Share each listing to a cross-app save tool through the iPhone share sheet. When listings from Zillow, StreetEasy, Apartments.com, and Craigslist all live in one place, you can search across them by address, price, or detail instead of switching between four apps.
Can you search Zillow saved homes by amenity?
Zillow lets you filter your saved homes using the same search filters (price, beds, pet policy, amenities). But the filter only works on Zillow listings. Listings from StreetEasy, Craigslist, or broker websites and TikTok neighborhood research are not included.
How do I organize apartment screenshots on iPhone?
Share each screenshot to a save app like Tote instead of leaving it in your camera roll. Tote extracts the visible text — the address, price, and move-in details — from the image and makes it searchable. Then you can delete the screenshot from your camera roll without losing the information.

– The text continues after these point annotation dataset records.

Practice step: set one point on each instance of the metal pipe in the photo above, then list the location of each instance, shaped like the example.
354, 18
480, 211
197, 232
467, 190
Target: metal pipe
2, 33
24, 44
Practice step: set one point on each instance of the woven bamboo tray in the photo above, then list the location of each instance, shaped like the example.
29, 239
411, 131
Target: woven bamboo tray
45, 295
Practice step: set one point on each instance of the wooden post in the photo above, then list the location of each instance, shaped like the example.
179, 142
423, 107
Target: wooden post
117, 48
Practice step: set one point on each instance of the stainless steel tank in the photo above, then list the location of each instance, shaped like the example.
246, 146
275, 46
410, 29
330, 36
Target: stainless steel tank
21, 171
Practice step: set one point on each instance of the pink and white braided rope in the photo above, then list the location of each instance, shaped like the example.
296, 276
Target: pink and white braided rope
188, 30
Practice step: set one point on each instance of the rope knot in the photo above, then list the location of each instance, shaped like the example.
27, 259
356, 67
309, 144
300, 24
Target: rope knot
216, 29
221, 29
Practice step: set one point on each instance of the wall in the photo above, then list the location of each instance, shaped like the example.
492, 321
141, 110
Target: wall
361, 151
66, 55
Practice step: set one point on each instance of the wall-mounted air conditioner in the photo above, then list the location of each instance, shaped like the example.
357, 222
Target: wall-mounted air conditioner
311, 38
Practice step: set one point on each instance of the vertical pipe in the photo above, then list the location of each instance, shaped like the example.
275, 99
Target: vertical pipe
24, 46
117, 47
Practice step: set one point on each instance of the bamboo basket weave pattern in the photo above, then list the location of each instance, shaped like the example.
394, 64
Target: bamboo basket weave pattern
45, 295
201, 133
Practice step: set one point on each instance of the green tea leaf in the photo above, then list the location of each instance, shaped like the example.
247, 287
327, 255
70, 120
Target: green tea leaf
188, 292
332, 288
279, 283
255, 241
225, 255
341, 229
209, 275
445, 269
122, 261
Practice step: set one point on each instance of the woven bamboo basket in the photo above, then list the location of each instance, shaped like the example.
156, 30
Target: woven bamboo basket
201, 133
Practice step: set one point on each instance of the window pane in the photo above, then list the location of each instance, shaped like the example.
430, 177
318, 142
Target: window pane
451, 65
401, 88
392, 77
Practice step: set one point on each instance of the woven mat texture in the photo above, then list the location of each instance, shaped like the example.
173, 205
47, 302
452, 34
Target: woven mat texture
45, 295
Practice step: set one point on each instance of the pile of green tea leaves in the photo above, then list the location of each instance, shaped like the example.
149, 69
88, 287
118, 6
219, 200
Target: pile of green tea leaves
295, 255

Is there an app to organize apartment hunting on iPhone?
Listing apps like Zillow and StreetEasy organize their own listings. For research that spans multiple listing apps, TikTok apartment tours, Google Maps commute checks, and screenshots, Tote collects everything in one searchable library with shared lists and map view.
Can I share apartment research with my roommate or partner?
Zillow supports sharing saved homes with a partner through its app. For cross-platform research that includes listings from multiple sites, TikTok neighborhood content, and screenshots, Tote shared lists let both people add and browse all finds from one list.
What is the best app for apartment hunting on iPhone?
For browsing listings, Zillow, StreetEasy, and Apartments.com each cover different inventory. For organizing research across those platforms alongside TikTok tours, screenshots, and Google Maps pins, a cross-app save tool like Tote collects everything in one searchable, mappable library.
What if an apartment listing gets taken off the market?
Listing app favorites are references to the live listing. If the landlord removes it, the save may disappear or show a dead link. Sharing the listing to Tote first extracts the details, so the address, price, and apartment information stay searchable even after the listing is pulled.